Participants also spoke a great deal about which committee of the board should take the lead on ERM issues. Word of advice: Don’t assume the audit committee is your best choice.

“By nature, your audit committee is backward-looking,” Rost said. So while it focuses on “blocking and tackling,” he said, the company should separately have a board-level risk committee to think creatively about risks. The lack of a formal risk committee makes it difficult to assess all the risks that the company should be thinking about, Rost added.

Audit committees “often are concerned with fire drills, rather than emerging risks,” Blake said. Their focus typically is on what happened and what is being fixed. “Banking regulators really are pushing for more board engagement, but that’s a tough corner to turn,” she said.

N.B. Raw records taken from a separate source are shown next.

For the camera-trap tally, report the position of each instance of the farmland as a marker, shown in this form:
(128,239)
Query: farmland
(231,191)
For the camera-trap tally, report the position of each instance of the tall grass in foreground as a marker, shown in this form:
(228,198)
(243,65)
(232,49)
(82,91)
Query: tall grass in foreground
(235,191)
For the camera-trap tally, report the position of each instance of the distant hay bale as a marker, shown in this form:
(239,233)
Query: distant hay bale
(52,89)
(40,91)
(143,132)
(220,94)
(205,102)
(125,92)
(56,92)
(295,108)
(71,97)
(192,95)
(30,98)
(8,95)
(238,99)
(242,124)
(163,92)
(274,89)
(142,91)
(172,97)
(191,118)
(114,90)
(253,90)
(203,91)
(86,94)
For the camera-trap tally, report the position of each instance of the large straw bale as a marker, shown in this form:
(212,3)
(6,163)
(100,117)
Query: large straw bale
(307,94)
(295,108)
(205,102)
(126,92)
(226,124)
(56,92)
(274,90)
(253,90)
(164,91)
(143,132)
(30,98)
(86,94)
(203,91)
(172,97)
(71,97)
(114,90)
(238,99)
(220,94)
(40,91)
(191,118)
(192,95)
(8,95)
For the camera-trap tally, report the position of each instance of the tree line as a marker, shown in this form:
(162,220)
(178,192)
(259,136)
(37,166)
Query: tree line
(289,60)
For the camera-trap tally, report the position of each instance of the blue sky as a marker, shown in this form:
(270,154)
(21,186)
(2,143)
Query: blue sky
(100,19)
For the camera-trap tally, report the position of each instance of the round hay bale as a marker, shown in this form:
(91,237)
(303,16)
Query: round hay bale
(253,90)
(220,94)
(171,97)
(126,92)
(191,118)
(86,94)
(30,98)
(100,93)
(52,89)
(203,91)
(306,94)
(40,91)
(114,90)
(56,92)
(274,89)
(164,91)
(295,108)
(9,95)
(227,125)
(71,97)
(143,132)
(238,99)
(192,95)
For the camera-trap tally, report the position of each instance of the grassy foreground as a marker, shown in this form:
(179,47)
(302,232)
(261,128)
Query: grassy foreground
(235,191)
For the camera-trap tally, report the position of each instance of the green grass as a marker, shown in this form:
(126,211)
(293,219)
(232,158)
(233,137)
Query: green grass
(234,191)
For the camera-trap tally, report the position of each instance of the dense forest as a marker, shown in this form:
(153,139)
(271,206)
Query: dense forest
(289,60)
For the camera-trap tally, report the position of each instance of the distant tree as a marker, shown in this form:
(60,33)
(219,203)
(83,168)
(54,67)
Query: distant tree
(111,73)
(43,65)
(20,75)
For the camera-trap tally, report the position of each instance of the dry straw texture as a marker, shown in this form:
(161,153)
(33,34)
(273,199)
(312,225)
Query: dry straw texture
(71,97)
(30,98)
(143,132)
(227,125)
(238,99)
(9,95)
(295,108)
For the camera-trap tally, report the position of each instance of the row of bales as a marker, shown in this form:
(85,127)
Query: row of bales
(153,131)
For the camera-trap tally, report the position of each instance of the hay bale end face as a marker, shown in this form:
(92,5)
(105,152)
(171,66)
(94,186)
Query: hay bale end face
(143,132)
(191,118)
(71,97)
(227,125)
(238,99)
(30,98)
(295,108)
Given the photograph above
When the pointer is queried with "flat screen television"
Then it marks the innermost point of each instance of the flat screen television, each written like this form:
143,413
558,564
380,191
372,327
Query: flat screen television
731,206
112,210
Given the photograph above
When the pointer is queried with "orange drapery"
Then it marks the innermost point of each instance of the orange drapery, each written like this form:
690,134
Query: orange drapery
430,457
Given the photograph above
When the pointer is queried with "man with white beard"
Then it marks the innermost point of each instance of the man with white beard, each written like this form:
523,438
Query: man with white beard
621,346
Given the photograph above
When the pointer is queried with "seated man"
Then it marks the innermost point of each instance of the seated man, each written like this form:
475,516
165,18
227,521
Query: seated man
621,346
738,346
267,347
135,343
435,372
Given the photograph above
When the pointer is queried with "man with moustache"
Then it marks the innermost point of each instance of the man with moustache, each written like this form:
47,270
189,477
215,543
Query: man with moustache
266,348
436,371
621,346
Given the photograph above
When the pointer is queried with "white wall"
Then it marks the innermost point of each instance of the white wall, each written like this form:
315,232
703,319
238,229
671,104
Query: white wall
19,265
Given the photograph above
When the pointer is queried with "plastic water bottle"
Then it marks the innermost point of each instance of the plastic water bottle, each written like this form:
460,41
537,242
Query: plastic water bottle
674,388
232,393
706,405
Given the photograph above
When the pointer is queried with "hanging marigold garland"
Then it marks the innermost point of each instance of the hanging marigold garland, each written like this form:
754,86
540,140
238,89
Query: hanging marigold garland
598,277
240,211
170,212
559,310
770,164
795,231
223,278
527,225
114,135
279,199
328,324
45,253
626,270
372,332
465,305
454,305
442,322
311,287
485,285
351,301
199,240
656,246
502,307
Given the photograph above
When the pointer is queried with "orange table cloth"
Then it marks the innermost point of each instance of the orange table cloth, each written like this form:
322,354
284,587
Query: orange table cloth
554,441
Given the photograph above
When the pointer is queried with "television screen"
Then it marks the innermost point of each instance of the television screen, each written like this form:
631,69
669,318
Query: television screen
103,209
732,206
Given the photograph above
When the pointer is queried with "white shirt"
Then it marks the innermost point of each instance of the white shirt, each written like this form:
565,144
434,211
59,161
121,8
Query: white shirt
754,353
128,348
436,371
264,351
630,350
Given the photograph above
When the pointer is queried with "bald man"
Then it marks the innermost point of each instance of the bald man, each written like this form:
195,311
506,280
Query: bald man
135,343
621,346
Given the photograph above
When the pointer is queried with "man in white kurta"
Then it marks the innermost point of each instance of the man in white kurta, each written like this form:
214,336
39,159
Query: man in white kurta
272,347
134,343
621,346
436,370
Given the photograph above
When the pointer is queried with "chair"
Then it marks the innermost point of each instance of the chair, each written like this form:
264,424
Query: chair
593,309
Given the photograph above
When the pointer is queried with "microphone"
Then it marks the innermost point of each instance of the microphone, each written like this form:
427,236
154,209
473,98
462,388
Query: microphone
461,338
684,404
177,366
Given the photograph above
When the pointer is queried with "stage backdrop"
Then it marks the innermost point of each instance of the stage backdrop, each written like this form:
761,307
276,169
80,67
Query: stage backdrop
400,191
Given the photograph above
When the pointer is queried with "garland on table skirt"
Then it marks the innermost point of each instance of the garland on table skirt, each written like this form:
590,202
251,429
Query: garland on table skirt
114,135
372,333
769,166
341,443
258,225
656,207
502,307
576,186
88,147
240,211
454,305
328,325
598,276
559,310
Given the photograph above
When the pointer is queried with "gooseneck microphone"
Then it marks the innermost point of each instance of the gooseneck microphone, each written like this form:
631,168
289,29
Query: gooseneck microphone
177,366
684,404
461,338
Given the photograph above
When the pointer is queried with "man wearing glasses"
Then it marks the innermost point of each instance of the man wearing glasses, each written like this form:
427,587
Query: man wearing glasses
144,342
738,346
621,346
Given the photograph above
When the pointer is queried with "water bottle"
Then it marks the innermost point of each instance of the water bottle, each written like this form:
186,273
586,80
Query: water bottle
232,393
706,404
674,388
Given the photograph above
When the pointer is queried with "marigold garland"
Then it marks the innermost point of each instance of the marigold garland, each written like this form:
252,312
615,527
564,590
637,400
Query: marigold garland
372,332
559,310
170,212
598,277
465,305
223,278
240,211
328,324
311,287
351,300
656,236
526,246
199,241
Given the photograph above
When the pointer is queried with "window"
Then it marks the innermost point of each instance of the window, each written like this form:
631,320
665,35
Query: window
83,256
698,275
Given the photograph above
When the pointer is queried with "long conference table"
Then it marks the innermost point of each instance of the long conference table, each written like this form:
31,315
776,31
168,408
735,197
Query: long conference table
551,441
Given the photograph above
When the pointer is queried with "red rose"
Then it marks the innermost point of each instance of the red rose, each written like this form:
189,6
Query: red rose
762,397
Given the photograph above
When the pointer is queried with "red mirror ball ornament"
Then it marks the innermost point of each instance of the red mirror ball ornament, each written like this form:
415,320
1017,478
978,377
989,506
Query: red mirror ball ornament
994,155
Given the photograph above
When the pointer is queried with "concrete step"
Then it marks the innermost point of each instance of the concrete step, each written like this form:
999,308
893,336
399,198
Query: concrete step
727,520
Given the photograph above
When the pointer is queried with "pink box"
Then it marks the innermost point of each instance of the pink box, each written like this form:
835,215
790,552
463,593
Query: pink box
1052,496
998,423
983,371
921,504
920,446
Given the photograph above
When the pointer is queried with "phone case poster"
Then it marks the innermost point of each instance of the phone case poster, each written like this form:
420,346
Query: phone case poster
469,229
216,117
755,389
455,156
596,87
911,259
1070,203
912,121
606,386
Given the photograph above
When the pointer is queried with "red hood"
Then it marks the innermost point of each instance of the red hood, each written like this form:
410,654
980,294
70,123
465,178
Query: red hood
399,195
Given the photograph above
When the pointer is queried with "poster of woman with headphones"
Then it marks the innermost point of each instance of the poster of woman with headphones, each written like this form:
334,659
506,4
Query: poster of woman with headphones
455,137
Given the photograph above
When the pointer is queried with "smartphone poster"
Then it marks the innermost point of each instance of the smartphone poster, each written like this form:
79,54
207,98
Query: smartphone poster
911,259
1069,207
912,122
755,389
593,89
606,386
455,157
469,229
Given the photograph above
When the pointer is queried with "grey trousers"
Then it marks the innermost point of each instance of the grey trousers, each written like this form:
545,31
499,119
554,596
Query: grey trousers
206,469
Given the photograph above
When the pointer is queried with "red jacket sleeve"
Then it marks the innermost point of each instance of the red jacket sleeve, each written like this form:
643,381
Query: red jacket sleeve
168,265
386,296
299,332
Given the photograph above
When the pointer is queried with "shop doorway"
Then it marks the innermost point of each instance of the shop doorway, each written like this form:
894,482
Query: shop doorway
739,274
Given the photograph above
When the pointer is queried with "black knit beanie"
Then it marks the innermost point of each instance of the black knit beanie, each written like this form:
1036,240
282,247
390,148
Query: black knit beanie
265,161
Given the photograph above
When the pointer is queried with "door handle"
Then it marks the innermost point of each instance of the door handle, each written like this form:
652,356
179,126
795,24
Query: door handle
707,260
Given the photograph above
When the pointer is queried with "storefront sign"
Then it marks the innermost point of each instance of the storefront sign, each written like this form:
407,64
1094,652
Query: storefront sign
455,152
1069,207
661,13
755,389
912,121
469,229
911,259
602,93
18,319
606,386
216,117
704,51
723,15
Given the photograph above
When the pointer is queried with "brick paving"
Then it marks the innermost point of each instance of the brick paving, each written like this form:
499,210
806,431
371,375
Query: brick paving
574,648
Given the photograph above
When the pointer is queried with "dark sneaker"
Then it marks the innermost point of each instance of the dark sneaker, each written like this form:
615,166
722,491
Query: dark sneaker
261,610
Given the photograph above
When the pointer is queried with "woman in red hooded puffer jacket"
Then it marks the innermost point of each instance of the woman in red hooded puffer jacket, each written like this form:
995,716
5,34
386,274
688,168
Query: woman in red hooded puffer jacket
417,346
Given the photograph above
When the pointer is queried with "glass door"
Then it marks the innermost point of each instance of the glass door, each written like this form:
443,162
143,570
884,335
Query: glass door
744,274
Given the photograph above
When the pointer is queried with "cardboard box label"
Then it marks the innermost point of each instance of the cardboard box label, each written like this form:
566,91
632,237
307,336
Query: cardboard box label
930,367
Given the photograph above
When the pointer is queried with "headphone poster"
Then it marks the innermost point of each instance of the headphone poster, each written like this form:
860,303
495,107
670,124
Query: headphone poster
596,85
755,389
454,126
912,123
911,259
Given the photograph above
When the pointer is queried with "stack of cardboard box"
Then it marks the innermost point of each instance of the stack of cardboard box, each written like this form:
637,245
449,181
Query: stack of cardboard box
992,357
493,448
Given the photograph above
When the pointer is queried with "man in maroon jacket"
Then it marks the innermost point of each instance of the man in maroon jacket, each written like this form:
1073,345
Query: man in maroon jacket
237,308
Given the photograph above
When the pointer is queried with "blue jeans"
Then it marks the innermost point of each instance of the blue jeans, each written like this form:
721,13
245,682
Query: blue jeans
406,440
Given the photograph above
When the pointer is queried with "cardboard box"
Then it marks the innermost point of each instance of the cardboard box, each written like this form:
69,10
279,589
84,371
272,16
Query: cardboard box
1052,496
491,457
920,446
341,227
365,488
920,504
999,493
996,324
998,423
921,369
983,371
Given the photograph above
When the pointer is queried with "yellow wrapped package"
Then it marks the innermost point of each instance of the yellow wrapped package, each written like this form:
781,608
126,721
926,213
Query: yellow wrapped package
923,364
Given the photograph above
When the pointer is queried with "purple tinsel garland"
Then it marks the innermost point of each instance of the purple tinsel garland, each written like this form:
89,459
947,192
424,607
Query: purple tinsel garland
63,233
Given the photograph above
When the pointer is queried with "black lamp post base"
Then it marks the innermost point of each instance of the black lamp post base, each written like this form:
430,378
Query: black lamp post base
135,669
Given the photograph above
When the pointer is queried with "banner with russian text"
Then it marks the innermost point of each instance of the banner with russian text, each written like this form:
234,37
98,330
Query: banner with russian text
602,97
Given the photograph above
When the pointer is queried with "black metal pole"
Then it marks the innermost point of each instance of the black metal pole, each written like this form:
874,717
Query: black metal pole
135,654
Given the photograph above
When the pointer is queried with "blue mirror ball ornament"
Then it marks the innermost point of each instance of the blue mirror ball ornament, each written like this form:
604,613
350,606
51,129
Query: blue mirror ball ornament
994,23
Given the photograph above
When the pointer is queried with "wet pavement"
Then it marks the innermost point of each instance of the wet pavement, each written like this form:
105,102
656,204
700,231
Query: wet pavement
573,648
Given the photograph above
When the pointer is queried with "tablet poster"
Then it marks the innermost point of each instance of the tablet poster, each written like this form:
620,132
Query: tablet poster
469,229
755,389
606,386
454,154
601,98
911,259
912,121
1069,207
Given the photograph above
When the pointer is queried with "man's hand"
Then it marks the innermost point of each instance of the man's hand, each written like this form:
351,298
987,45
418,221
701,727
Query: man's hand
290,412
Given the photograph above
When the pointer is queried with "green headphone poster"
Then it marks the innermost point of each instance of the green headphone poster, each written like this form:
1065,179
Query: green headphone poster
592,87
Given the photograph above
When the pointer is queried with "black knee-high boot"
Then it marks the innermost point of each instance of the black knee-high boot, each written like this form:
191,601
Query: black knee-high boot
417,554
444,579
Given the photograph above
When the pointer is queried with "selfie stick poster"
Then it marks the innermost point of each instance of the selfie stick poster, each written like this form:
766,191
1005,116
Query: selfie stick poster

Some boards are more sophisticated than others, depending on who sits on that audit committee. “In some cases, the audit committee is becoming the all-risk committee,” one executive said. They’re being forced by the oversight bodies like the Securities and Exchange Commission to become a forward-looking organization, he said.

Companies still have room to improve, however, in articulating their risk tolerance to the board. “It’s an emerging practice for a lot of organizations,” Rost said. “Most organizations are in that evolutionary stage of getting there.”

For companies that have already identified their risks and laid out mitigation plans, the next hurdle to overcome is how to ensure that the lines of business are actually employing those mitigation measures, attendees said.

“I think we’ve done it pretty well creating strong cheerleaders along the lines of business to champion the cause when we need them to,” Sundquist said. That was achieved by “bringing them direct value through actionable information they can take to monitor their risk.”

“ERM is one of those journeys that will never end,” Rost said. “Even if you’re not a global company, you’re still impacted by global factors.” That fact alone will continue to elevate ERM at the board level years down the road.